また、作業計画・在庫管理・病害リスク分析などの業務はサポート・代行することで大幅な効率化を図り、新規就農者でも早期に安定した収穫量を確保できるよう支援する。
農業就業者が急激に減少し、食料安全保障のリスクともなるなか、労働力不足に加え、仕事として主に自営農業に従事する「基幹的農業従事者」の2024年時点の平均年齢が69.2歳になるなど、ベテラン農業者の知見・ノウハウの断絶も懸念されている。
将来にわたって農業生産を安定的に維持するには、ベテラン農業者の知見・ノウハウを次世代に伝承するとともに、離農者の農地を集積して従来よりも規模を拡大した上で、少ない人数で効率的に営農することによる、「儲かる農業」を実現することが重要となる。

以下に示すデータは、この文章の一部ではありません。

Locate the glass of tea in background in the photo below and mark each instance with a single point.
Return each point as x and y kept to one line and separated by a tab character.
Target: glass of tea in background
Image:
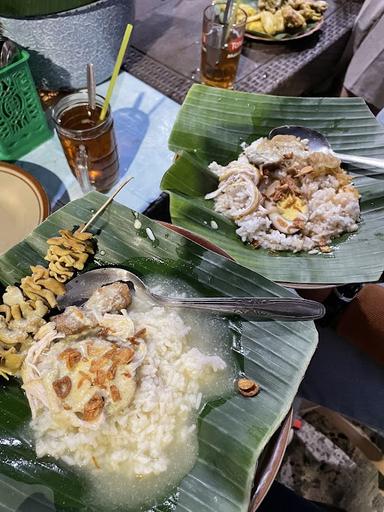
88	143
221	46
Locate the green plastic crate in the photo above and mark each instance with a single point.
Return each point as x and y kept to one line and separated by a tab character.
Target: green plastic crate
23	124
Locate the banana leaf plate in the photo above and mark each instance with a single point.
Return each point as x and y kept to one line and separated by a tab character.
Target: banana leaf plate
281	37
232	431
212	124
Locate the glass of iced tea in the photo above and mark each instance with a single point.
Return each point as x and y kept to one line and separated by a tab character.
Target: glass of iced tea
88	143
221	46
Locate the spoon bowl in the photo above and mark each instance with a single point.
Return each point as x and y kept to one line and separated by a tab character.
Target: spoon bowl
78	290
318	142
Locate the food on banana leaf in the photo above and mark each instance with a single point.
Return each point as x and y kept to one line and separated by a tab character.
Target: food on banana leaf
115	387
282	196
23	308
272	17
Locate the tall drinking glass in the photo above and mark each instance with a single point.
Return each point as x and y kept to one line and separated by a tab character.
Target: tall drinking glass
89	144
221	46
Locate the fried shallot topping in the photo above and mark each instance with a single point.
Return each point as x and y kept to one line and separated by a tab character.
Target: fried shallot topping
139	334
71	356
93	408
248	387
115	393
62	387
83	378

同実証では、日本の農業を支える若手農業者の育成、ノウハウの伝承、経営管理の効率化など課題に対するソリューションの構築を目指し、農業AIエージェントサービス「V-farmers」を検証する。
同実証の対象として選定したタマネギは、全国的に流通し、特に消費量が多く重要な国の指定野菜である一方、国産品は夏季に端境期が生じており、その間は輸入品に頼らざるを得ない状況となっている。また、実証サイトが位置する東北地方では端境期の解消に向け、従来はあまり栽培されなかったタマネギの本格的な生産を始めており、スマート農業の活用による栽培経験の補完や作業・経営の効率化が期待されている。

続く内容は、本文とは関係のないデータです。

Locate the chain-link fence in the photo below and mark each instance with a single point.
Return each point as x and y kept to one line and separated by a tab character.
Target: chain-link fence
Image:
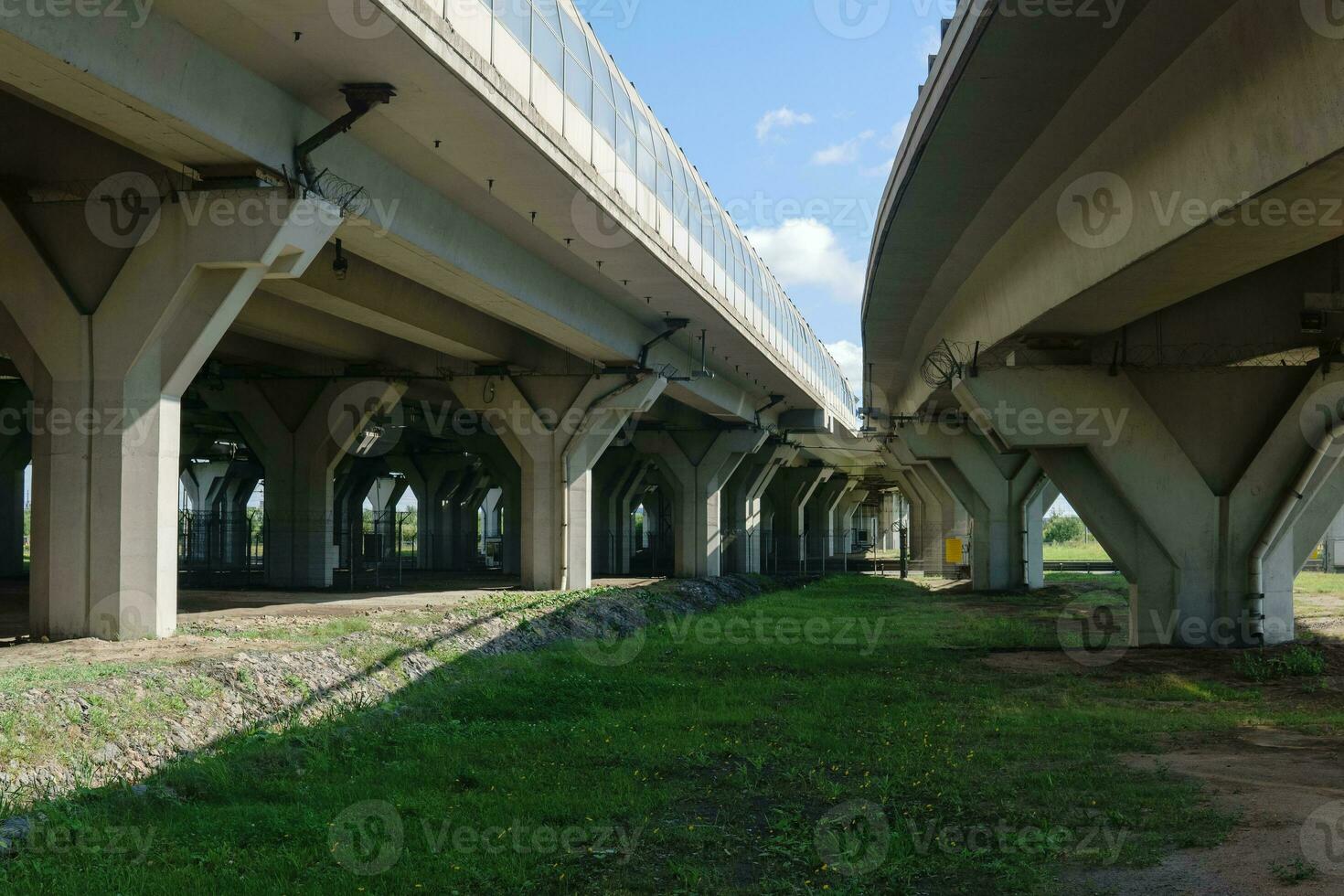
220	549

同実証ではその一環として、AIエージェントサービスによる栽培ノウハウ補完や経営管理業務支援の効果を検証。東北地方におけるタマネギ栽培での検証結果は、農業経験の乏しい新規就農者の支援や、気候変動適応として新たな品種の栽培を始める地域の支援にも応用可能と考えられる。

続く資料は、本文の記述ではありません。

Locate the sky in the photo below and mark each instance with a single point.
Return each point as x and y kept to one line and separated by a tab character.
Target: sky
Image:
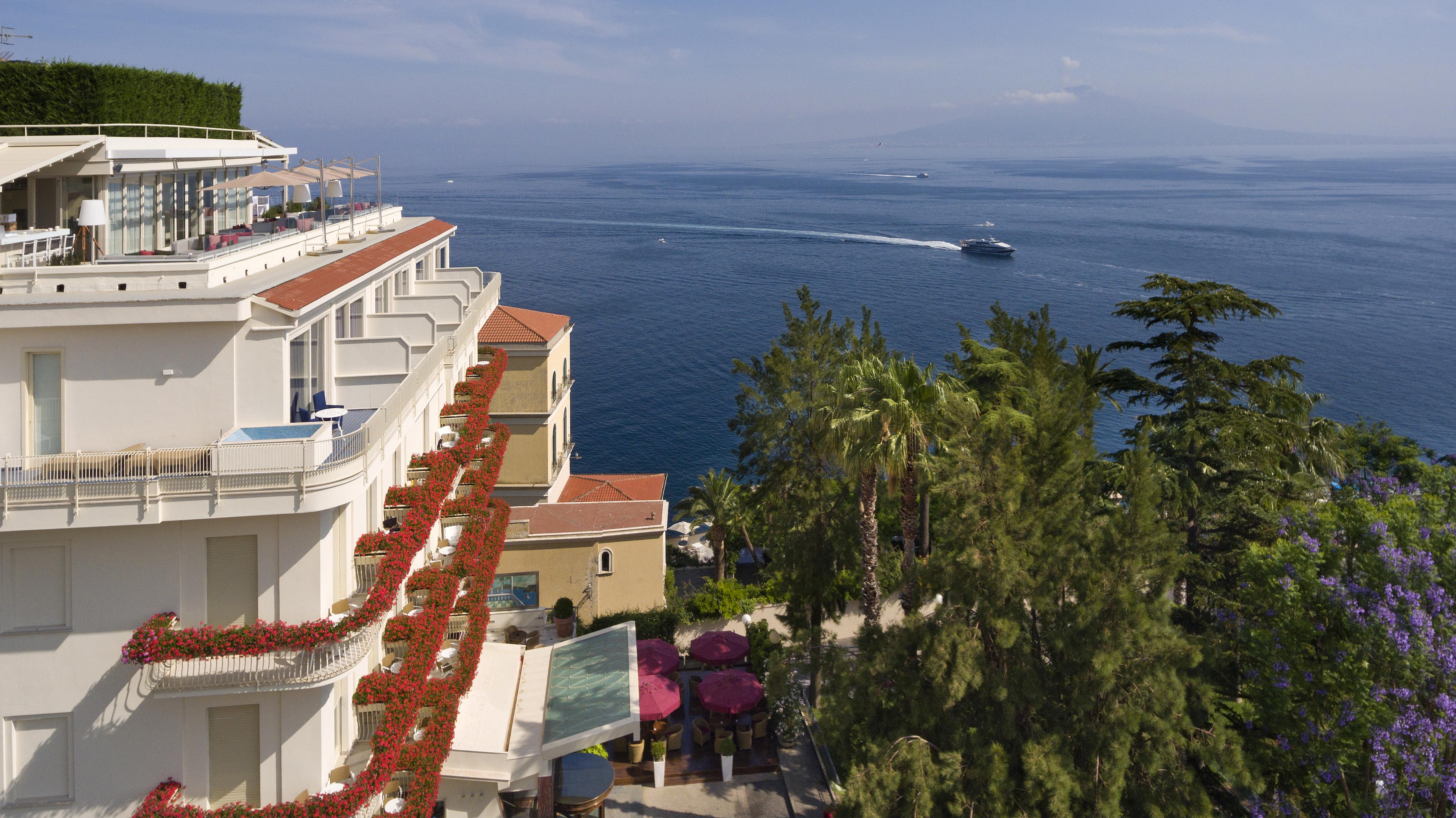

また、V-farmersの対象品目として、同実証の対象であるタマネギに加え、コメなどの品目への拡大を計画している。
◎実証の概要
実証内容:農業AIエージェントサービス「V-farmers」プロトタイプを用いた機能検証
・経営管理支援サービスの有効性の検証
・栽培支援サービスの有効性の検証
・農業用生成AIの精度の検証
・既存のスマート農機などとの連携検討
実証期間:9月25日~2026年9月30日
実証では秋播きタマネギを主対象とし、6月からの実証準備活動を含め、栽培サイクル全体で検証。(想定スケジュール:8月播種、10月定植、翌年6~7月収穫)
実証サイト:MKFA(秋田県南秋田郡大潟村/経営面積65ヘクタール、実証対象面積6ヘクタール/株式会社三井住友銀行が、2016年に農業法人等と共同で秋田県大潟村に設立)
対象作物:タマネギ
役割:日本総研とJSOLは、共同で農業現場のニーズ把握・分析、サービス仮説を構築。日本総研は政策動向や市場動向を把握するとともに、実証を踏まえた政策提言・情報発信を行う。JSOLは、「V-farmers」アプリを企画・開発・運用。MKFAは、「V-farmers」プロトタイプを現場に試験導入し、フィードバックを行う。